Building code inspections must have been pretty lax forty years ago, too. Shortly after we moved in to our new house, it became apparent to my father that the sand dune our house was perched on was going wash away down the hill. The contractors who’d built the house had filed for bankruptcy as they were finishing the job, so my father was painting and nailing up sheetrock when he wasn’t driving fifty miles back and forth to his day job. So he sent me and my brother off into the woods around the house to gather big rocks, as many as we could find, and set them into the hill of sand in rows. My brother and I had lived all of our short lives in a tiny apartment in densely populated Bergen County, so our new surroundings were a revelation to us. We felt like explorers, like pioneers, building a homestead in the wilderness. All day we carted rocks up the hill, sweating in the July sun and listening to music from a small radio tuned to WABC Musicradio 77 on the AM dial. “Alone Again (Naturally),” by Gilbert O’Sullivan. “Candy Man,” by Sammy Davis, Jr. “Song Sung Blue,” by Neil Diamond. In the late afternoons in those first weeks, we would hear the sound of a bugle or horn being played somewhere off in the distance. I imagined myself on the frontier, where life was brutal and short.

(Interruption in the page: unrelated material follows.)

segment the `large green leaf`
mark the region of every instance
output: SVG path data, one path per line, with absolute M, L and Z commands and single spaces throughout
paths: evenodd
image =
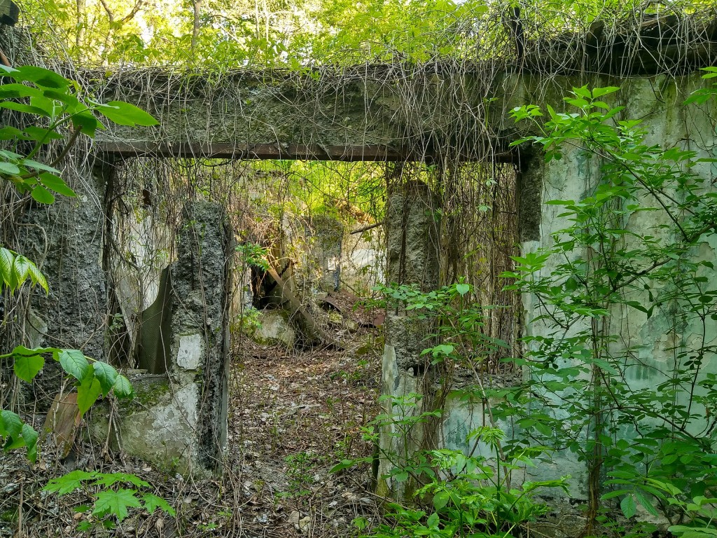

It took a while, but eventually a lot of that sand would erode away. My mother tried to plant things on that hill, but sand is sand, and not much would grow there. In the ’80s, after I’d moved away, a few bad storms carved that hill up to the point where the septic system was exposed, and it stayed that way for a while. Talk about your code violations.
The husband had rejoined us and was starting to close up some of the boxes on the tables. I’m sure I didn’t have the look of someone who was going to buy anything. “I think we’re gonna call it a day,” he said.
“Sure, okay,” I said, retreating down the short driveway. I looked up at their little house; the wife was heading inside. I’d watched all of these houses go up in the ’70s. It was a hopeful time, a whole neighborhood springing up around us, middle-class families in their first houses, everywhere the rumble of bulldozers, then the roar of cement mixers as foundations went in, the shriek of table saws and the rap-rap-rap of hammers. My brother and I had played in every one of these houses as they were being constructed. We watched as guys in hardhats and toolbelts installed pipes and wires and sheetrock, then we returned in off hours to tightrope-walk the roof beams and carry away cast-off building materials for our own childhood projects. Somewhere in this particular house, I knew, was a small white Matchbox ambulance with a flip-open rear door, wedged between beams in the crawlspace.
“Good luck with everything,” I said, but the woman was gone and the man had walked back into the garage with a box. I got in my car and I drove away.